Personal information
- Born: March 2, 1982 (age 43) Calabar, Nigeria
- Height: 5 ft 10 in (1.78 m)
- Weight: 190 lb (86 kg)

Career information
- High school: Crenshaw (CA)
- College: Hawaii
- NFL draft: 2005: undrafted

Career history

Playing
- San Diego Chargers (2005)*; Chicago Bears (2006)*; Amsterdam Admirals (2006–2007);
- * Offseason and/or practice squad member only

Coaching
- Crenshaw High School (2007–2009) Defensive coordinator; SMU (2010–2011) Graduate assistant; Washington State (2012) Graduate assistant; Simon Fraser (2014) Defensive coordinator & linebackers coach; Hawaii (2015) Secondary coach; Hawaii (2015) Interim defensive coordinator & secondary coach; Hawaii (2016–2017) Secondary coach; Hawaii (2018–2019) Cornerbacks coach; Hawaii (2020) Cornerbacks coach & recruiting coordinator; Hawaii (2021) Running backs coach; Hawaii (2022–2023) Cornerbacks coach;

Awards and highlights
- First-team All-WAC (2004);

= Abe Elimimian =

American football player and coach (born 1982)

Abraham Elimimian (born March 2, 1982) is an American football coach and former player who was most recently the cornerbacks coach at the University of Hawaii at Manoa.

== Playing career ==
Elimimian played cornerback at Hawaii from 2000 to 2004. He received offers from bigger schools such as Oregon State and Washington State but suffered a severe knee injury his senior year of high school, and the two schools withdrew. He received the final scholarship Hawaii had in 2000 highly due to the fact that his high school football coach was a former Hawaii standout and had contacted then-associate head coach George Lumpkin. In his senior season, Elimimian earned first-team all-WAC honors, one of eight Hawaii players to do so.

=== Professional career ===
After college, Elimimian went undrafted in the 2005 NFL draft and signed with the San Diego Chargers in 2005. He also spent one offseason with the Chicago Bears in 2006 before spending the regular season with the Amsterdam Admirals in 2006. He was then selected by Admirals again in the 13th round of the draft in 2007 and spent the season with them.

== Coaching career ==
After his playing career ended, Elimimian worked as the defensive coordinator at his alma mater Crenshaw High School from 2007 to 2009. Elimimian got his first college coaching job in 2010 when he was hired as a graduate assistant on his old college coach June Jones' staff. He then moved over to accept a graduate assistant position at Washington State in 2012, working specifically with the defensive backs.
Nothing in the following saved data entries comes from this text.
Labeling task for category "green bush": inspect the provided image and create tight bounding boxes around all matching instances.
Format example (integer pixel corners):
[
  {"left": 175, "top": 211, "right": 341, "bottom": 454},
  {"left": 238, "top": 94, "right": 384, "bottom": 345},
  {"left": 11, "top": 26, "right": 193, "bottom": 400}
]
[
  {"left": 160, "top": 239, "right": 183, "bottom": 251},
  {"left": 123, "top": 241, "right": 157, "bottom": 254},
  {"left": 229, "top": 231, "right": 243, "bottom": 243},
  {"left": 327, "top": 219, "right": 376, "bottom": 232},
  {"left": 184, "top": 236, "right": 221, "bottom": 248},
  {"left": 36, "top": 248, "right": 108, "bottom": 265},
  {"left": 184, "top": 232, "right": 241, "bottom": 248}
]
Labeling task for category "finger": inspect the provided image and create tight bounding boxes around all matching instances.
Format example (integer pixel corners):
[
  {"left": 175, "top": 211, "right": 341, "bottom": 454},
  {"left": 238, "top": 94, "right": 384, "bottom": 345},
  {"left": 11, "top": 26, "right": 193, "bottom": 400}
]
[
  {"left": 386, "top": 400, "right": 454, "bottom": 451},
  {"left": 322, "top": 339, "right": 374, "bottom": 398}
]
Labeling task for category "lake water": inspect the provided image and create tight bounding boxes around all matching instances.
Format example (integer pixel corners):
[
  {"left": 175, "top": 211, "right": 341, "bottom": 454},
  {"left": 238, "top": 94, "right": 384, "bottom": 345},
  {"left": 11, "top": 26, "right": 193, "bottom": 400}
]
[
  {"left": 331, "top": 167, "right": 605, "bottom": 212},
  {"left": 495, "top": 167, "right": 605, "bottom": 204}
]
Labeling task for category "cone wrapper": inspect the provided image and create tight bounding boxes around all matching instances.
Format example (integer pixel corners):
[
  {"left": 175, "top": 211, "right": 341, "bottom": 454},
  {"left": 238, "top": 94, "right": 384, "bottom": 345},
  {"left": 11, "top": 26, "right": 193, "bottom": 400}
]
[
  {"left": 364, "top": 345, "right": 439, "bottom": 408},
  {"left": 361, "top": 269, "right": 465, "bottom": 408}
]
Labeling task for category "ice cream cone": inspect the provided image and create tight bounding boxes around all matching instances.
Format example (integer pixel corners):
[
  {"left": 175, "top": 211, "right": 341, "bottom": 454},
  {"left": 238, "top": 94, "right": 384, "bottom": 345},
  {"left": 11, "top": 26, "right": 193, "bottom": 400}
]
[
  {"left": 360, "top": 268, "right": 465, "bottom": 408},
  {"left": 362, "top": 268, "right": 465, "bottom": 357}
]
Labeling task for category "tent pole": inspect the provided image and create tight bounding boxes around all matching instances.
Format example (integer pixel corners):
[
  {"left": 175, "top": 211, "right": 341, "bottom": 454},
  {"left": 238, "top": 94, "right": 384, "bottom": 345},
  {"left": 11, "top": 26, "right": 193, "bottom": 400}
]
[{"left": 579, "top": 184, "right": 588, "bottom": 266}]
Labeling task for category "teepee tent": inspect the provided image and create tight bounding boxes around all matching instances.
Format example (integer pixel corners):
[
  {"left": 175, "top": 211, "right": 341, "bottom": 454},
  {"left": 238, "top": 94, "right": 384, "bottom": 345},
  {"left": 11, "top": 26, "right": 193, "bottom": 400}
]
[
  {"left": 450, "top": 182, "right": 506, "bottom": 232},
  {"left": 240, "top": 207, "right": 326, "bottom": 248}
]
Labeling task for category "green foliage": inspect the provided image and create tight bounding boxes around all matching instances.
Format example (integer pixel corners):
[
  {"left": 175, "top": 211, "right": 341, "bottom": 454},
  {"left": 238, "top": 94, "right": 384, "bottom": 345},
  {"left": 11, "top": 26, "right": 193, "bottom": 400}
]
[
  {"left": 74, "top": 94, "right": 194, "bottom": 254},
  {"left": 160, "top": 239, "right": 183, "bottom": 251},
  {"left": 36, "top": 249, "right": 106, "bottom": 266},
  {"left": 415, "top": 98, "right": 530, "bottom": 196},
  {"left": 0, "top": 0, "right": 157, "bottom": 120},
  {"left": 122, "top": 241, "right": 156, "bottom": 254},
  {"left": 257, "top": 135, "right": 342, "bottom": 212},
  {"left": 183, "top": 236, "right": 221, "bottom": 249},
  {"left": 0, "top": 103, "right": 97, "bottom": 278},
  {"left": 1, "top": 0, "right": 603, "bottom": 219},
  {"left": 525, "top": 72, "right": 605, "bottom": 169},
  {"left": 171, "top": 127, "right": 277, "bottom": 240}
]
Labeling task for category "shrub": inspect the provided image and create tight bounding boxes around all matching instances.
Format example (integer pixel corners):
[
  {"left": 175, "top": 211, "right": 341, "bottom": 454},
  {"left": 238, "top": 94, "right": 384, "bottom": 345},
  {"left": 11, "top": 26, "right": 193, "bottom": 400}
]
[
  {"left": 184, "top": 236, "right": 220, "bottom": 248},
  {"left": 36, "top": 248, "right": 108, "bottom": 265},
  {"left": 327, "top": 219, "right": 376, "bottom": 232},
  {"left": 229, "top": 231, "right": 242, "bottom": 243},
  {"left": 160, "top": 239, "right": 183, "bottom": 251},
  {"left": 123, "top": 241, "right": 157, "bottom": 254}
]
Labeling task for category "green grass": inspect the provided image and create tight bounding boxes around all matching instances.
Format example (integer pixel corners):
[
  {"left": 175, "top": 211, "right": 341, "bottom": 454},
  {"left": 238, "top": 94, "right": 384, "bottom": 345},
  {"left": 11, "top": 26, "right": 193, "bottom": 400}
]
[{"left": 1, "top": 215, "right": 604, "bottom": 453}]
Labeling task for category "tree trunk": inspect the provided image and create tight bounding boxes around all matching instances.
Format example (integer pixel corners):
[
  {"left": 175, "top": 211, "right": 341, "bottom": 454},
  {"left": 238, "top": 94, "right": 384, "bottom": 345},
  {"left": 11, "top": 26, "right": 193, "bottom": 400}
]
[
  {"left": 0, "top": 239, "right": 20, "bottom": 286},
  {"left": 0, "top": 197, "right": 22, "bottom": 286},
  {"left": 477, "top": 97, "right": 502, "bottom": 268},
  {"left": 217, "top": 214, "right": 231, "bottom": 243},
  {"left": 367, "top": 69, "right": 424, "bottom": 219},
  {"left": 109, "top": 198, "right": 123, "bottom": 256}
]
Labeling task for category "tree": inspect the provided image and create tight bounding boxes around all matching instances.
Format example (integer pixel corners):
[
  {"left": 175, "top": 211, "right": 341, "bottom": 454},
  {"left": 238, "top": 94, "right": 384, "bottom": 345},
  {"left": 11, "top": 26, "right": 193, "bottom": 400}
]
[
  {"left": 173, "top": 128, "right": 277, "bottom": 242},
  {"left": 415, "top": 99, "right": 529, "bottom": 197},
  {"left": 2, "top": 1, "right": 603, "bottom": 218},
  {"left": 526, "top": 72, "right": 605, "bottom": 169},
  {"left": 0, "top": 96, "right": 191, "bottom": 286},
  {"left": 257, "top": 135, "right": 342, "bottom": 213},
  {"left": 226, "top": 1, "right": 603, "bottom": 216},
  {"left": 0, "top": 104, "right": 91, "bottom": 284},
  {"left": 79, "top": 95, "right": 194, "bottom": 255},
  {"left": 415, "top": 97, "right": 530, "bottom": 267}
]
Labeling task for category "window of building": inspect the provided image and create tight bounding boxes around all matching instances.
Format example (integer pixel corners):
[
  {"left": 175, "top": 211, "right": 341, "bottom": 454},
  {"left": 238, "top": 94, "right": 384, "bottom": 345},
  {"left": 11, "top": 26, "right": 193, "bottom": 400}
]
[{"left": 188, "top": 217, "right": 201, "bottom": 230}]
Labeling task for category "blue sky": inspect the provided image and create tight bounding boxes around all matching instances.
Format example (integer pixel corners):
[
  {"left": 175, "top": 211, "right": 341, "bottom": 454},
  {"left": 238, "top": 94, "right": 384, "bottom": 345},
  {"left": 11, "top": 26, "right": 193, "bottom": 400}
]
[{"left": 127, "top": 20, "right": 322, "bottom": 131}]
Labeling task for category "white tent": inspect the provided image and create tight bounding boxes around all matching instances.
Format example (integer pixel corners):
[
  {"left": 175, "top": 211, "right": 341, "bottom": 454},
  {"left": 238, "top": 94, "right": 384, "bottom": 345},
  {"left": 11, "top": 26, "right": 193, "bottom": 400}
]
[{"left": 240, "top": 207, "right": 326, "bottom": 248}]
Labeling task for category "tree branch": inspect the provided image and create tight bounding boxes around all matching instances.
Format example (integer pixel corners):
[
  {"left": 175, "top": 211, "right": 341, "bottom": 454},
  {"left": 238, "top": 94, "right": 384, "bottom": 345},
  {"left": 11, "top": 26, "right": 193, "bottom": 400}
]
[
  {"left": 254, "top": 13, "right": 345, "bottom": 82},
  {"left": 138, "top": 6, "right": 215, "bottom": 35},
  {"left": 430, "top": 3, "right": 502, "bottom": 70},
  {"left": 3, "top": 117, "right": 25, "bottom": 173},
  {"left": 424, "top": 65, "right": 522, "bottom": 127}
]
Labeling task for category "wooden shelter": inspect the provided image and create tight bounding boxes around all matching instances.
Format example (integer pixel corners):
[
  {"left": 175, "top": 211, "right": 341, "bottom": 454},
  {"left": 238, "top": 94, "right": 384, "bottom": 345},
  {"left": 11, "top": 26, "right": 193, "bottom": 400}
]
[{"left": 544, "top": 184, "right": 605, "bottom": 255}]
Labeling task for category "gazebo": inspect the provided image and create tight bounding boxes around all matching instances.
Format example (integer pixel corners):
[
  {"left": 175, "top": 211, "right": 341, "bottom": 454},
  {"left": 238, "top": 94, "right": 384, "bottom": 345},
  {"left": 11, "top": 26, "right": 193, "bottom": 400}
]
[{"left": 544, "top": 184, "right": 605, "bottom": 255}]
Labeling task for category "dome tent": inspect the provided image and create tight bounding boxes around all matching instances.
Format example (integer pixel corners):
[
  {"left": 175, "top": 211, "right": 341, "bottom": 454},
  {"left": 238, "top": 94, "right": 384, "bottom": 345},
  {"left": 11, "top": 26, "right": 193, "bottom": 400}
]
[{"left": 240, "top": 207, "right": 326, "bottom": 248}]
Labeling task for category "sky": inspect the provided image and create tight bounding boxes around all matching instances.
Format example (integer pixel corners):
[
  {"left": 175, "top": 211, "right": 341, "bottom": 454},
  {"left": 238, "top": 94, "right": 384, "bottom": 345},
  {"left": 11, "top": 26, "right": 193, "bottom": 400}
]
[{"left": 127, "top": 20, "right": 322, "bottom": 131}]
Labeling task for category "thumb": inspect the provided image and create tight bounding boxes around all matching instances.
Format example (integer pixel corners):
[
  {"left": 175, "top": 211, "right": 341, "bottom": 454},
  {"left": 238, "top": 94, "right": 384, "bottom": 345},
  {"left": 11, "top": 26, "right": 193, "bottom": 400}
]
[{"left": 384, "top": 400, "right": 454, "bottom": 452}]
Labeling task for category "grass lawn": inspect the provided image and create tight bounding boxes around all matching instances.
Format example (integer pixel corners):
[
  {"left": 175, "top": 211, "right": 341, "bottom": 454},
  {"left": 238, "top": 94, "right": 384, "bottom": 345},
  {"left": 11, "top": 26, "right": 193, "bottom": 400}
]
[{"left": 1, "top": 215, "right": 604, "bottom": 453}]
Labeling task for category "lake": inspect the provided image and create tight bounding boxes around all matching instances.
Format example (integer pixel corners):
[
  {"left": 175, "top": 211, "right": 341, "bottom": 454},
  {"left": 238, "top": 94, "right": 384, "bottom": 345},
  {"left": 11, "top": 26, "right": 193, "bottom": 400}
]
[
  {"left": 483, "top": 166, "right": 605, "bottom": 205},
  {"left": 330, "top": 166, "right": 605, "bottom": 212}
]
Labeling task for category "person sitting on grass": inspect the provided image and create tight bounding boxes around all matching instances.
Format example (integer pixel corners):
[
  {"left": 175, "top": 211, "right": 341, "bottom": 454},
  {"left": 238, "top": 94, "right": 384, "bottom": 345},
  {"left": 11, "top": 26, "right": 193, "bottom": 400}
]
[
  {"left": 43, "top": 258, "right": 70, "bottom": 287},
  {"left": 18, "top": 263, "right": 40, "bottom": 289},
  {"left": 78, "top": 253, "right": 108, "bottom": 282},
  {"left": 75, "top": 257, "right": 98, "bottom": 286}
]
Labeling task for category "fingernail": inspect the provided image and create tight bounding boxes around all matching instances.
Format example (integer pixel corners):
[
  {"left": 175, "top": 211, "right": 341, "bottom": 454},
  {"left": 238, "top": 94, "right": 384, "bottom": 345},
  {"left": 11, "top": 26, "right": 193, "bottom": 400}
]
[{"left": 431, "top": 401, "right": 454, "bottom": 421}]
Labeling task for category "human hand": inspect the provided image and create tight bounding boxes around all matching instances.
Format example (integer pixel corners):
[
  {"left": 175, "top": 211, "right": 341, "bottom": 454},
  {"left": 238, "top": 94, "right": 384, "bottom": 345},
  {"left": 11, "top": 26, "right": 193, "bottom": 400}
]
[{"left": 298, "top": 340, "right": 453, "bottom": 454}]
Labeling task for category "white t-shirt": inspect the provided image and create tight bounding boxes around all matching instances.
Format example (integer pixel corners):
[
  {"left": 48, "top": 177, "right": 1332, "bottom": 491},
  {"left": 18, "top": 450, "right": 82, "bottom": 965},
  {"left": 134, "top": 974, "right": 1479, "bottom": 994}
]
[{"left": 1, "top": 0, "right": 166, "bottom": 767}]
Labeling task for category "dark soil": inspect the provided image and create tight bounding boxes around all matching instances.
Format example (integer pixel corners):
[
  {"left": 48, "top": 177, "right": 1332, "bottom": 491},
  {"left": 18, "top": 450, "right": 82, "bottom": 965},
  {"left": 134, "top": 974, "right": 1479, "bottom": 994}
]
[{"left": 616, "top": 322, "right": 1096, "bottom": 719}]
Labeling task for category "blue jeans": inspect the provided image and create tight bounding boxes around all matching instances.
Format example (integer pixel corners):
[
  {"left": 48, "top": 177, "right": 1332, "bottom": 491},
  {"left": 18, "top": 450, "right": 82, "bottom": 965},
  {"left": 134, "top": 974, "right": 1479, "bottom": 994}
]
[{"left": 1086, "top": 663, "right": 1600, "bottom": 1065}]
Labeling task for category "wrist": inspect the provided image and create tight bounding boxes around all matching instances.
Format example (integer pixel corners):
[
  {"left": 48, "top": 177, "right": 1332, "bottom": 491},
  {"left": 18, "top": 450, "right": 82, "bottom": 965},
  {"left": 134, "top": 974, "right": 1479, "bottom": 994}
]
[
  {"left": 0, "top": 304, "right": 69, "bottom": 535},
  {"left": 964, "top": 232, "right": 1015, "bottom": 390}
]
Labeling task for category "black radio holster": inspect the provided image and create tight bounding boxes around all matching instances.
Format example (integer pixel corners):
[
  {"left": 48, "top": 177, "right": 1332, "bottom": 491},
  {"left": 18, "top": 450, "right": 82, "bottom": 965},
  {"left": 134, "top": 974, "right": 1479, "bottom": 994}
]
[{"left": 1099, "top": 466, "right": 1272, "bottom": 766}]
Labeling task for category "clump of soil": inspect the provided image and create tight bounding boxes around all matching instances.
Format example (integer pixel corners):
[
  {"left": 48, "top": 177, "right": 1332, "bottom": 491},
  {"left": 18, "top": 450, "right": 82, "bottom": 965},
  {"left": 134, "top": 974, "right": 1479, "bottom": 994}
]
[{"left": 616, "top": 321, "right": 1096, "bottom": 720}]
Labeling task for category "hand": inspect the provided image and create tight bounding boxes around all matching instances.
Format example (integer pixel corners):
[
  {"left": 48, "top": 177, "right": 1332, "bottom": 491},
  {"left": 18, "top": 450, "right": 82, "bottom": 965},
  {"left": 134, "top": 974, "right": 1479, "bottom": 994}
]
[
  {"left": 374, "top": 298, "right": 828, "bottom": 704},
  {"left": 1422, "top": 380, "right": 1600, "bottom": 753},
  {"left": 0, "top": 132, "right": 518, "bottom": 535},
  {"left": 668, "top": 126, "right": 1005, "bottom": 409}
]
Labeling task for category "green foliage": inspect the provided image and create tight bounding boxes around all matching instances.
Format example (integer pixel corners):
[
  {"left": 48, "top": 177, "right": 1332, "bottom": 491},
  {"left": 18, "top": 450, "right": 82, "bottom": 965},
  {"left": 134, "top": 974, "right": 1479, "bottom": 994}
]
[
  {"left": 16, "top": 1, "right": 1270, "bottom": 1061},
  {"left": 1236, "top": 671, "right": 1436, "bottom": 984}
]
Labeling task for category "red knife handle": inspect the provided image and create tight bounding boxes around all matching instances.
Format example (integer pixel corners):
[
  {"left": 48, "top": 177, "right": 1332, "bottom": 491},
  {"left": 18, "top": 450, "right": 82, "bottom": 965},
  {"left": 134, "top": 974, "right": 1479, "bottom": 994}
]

Elimimian was named the defensive coordinator and linebackers coach at Simon Fraser in 2014, working under Jacques Chapdelaine. He also interviewed for the vacant head coaching job in 2014 after Chapdelaine resigned after one season to pursue other opportunities.

=== Hawaii ===
Elimimian was hired as the secondary coach at his alma mater Hawaii in 2015. He served as the defensive play-caller for the team's match-up against Louisiana–Monroe after defensive coordinator Tom Mason was reassigned to an administrative role. He was retained by newly hired head coach and former Warrior teammate Nick Rolovich in 2016, and changed from secondary coach to coaching exclusively cornerbacks in 2018 following the hire of Corey Batoon. Following Rolovich's departure from Hawaii in 2020, Elimimian was retained by new head coach Todd Graham and was also given the title of recruiting coordinator.

Elimimian and Hawaii parted ways prior to the start of the 2023 season.

== Personal life ==
Born in Calabar, Nigeria, and raised in Los Angeles, Elimimian is the son of a retired professor. His brother Solomon was a linebacker who also played at Hawaii and was the first pure defensive player to win the CFL's Most Outstanding Player Award and the first player to win three different CFL awards.